第1回 西早稲田 幾何・表現論セミナー
日時:2023年4月6日(木)16:30-18:00
場所:早稲田大学西早稲田キャンパス内 51号館 17階 08 セミナー室
題目:Rogers-Ramanujan 型恒等式と A^{(2)}_{odd} 型レベル 2 の標準加群の関係性について
講演者:伊藤歌那(東京工業大学 情報理工学院)
概要: Rogers-Ramanujan 型恒等式とは Pochhammer 記号を用いて Rogers-Ramanujan 恒等式のような形の (無限和)=(無限積) で表される恒等式の総称である。Lepowsky-Wilson による研究以来、アフィン・リー 代数の標準加群から RR 型恒等式や整数の分割定理が得られるという期待がある。標準加群の主指標が RR 型恒等式の無限積に相当するのに対し、無限和に関しては一定の求め方は明らかになっていないが、頂点作用素を用いて導出されると考えられている。それに関連して本セミナーでは A^{(2)}_{odd} 型レベル 2 の標準加群に焦点を当て、主ハイゼンベルグ部分代数の真空空間について、その生成系の Z-作用素と呼ばれる頂点作用素を用いた表示について述べる。また A^{(2)}_9 型レベル 2 の場合について、Kanade-Russell による整数分割の条件の予想に沿った真空空間の基底の表示についても述べる。
第2回 西早稲田 幾何・表現論セミナー
日時:2023年5月19日(金) 17:00-18:30
場所:早稲田大学西早稲田キャンパス内 51号館 17階 06 セミナー室
題目:多重特異点と数え上げ幾何(Multi-singularities and enumerative geometry)
講演者:大本亨(早稲田大学理工学術院)
概要: 古典から現代に至る《数え上げ幾何学》の中心課題の一つとして《写像の多重特異点の数え上げ問題》があるが,これは未開拓のまま今に至るまで残されていた.その問題の本質は,点配置空間のコンパクト化上の交叉理論にある.この課題解決に向けた私のアプローチについてお話したい.これは,形式的トム・マザー理論(写像の特異点論の代数幾何版),ヒルベルト・スキーム,代数的コボルディズム,代数的コホモロジー作用素を駆使する野心的なものであって,この観点による《21 世紀のヒルベルト第 15 問題》の核心は,モティヴィックコホモロジーにおける幾何学的表現論へと向かうだろう.

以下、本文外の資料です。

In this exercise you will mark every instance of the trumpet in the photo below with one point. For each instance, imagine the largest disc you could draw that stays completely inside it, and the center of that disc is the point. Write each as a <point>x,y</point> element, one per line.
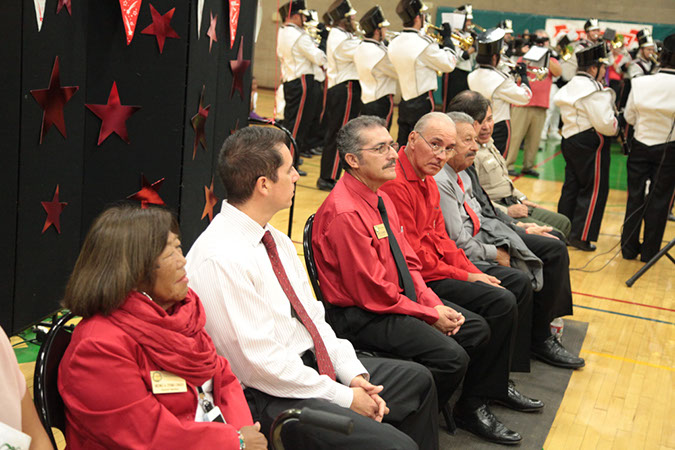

2023年度 第3回 西早稲田 幾何・表現論セミナー
日時:2023年7月14日(金) 17:00-18:30
場所:早稲田大学西早稲田キャンパス内 51号館 17階 08 セミナー室
題目:Soergel両側加群について
講演者:阿部紀行(東京大学大学院数理科学研究科)
概要:Lusztigは標数 p > 0 の体上における簡約代数群の代数的な表現の指標はアフィンKazhdan-Lusztig多項式により記述できるということを予想しましたが,これはWilliamsonにより反例が与えられました.その後WilliamsonはRicheらとの共同研究を通じて,指標は適当な条件下でアフィンp-Kazhdan-Lusztig多項式で記述されるということを明らかにしました.アフィンKazhdan-Lusztig多項式はHecke環を通じて定義されますが,アフィンp-Kazhdan-Lusztig多項式はHecke環の圏化であるHecke圏を使い定義されるものです.Hecke圏はいくつかの実現がありますが,今回はSoergel両側加群による実現について紹介します.これは主に標数が0の体上でSoergelにより考えられていたものですが,今回はそれを正標数の体上でも機能するように修正したものを紹介します.
2023年度 第4回 西早稲田 幾何・表現論セミナー
日時:2023年10月6日(金) 17:00-18:30
場所:早稲田大学西早稲田キャンパス内 51号館 17階 08 セミナー室
講演者:根上春(千葉大学)
題目:組紐群の表現の構成法とその一般化
概要:Long-Moody構成は組紐群の表現を構成する手法の一つであり,Burau表現やGassner表現などもこの方法で構成される.廣惠一希氏との共同研究によりKZ型方程式のmultiplicative middle convolutionなどを背景としてこのLong-Moody構成の一般化を行った.また、KZ型方程式との関連付けによって、この表現の構成法がユニタリ性を保つことを明らかにした.本講演では、更に最近の結果についても触れる予定である.
2023年度 第5回 西早稲田 幾何・表現論セミナー
日時:2023年11月10日(金)17:00-18:30
場所:早稲田大学西早稲田キャンパス内 51号館17階06セミナー室
題目:正規部分群と台$\tau$傾加群
講演者:小境雄太(東京理科大学)
概要:$\tau$傾理論とは,Adachi-Iyama-Reitenにより導入された理論で,傾理論の一般化である。傾理論は,群多元環を含む多元環のクラスである対称多元環についてはほとんど意味をなさないものであった。しかし,$\tau$傾理論が導入されてからは,多くの対称多元環に対する$\tau$傾理論の研究が行われてきた。特に,この理論の主役である台$\tau$傾加群は研究がされ続けている。その理由の1つに,この加群はさまざまな表現論的に重要な対象と良い一対一対応があるからである。本講演では,$G$を有限群,$N$を$G$の正規部分群,$k$を正標数$p$の代数的閉体としたとき,群多元環$kG$および$kN$上の台$\tau$-傾加群全体を比較し,それぞれのある部分集合が半順序集合として同型となることを説明する。本講演は主に小塩遼太郎氏(東京理科大学)との共同研究に基づく。